Friday 13 August 2010

Daily Thoughts - August - BBC radio solent

More daily thoughts! Recording can be found by clicking here. Text below:

Day 1

Good Morning.

This week’s daily thoughts are based upon the book “life of Pi”. I won’t spoil the story because I don’t think I can - I couldn’t possibly give an adequate description of this bizarre but brilliant recipient of the 2002 Man Booker prize. However, something that I can relate are some of the fascinating side-tracks that spur the reader to stop and think more carefully about themselves and how they see life.

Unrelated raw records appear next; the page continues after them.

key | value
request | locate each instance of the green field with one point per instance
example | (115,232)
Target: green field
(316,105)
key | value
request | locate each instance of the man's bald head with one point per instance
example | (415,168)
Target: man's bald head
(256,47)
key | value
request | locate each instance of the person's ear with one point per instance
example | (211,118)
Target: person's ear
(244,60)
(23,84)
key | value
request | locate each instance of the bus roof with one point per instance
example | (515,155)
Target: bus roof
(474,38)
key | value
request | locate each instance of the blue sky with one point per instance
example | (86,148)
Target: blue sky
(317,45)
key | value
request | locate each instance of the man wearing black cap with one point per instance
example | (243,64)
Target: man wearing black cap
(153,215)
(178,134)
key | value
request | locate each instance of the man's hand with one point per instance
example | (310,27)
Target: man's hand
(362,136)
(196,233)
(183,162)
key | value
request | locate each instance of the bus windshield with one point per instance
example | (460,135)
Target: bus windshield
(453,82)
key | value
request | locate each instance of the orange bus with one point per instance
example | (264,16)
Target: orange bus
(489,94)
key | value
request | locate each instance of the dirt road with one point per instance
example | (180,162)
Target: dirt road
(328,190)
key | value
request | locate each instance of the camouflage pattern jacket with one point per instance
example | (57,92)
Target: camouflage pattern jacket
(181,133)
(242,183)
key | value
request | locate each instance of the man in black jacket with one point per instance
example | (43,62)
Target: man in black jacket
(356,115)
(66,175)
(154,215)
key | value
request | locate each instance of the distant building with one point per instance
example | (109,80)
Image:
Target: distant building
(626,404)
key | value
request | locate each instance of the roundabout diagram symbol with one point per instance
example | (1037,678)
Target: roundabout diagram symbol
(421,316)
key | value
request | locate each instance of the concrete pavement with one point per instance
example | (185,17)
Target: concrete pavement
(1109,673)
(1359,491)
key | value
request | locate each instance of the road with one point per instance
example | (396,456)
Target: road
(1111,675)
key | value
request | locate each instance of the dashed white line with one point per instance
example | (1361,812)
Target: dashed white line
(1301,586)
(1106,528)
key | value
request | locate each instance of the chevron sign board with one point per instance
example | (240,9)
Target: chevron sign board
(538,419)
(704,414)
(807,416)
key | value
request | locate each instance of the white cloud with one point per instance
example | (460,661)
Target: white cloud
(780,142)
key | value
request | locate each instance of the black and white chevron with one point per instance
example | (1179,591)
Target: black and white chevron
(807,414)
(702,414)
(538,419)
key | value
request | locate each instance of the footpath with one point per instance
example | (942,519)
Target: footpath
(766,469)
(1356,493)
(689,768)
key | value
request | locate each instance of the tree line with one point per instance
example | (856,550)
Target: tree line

Towards the beginning of the book the central character, “Pi”, describes the fictional zoo that he was brought up in. Although not defending zoo’s per se, he does point out that it is a mistake to equate animals freedom in the wild with happiness, and think that zoos make animals unhappy. In actual fact animals in the wild have a tough time - living lives of compulsion and necessity in an environment low on food but high in fear, disease and sudden death. They often have to be quite reactionary because the smallest changes in their environment could signify the approach of a predator or the onset of a debilitating disease. Animals are therefore happiest in a predictable environment where their needs can be met relatively easily - a situation that can often be achieved quite successfully in a zoo. 

However, if zoo animals are unhappy, or try to escape from their enclosure, they are seldom trying to escape to somewhere, but more likely running from something. A good zoo-keeper knows that the solution to an unhappy animal is not to move it somewhere else, but rather look for what is specifically upsetting it, and see if this can be changed. Escape is often a quick reaction, not a long-term solution.